ML Predict: Classification using Fingerprints for Small Molecules

This floe predicts properties of small, drug-like molecules using a pretrained ML model. Predictions are based on discreet string classes that the model was trained on.

It runs a TensorFlow-based fully connected neural network regression model for prediction. This user-provided model can be generated using the ML Build: Classification Model with Tuner using Fingerprints for Small Molecules Floe.

The floe uses convex box and Monte Carlo approaches for domain of application prediction. The input TensorFlow dataset also contains a model agnostic system to explain the predictions on the molecule.

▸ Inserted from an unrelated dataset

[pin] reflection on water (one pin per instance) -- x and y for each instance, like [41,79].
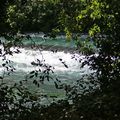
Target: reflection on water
[22,64]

The floe is very cheap and quick, costing a few cents for the property prediction of 50 molecules.

Outputs:

Failure Data: The molecule (a) is too large or too small or (b) has an unknown atom.

No confidence Data: The molecule’s property falls out of scope of the training set. In this case, the model predicts with no guarantees. The explainer image has a red background.

Success Data: The molecule falls (a) within scope and the explainer has a green background or (b) at the edge of scope and the explainer has a yellow background.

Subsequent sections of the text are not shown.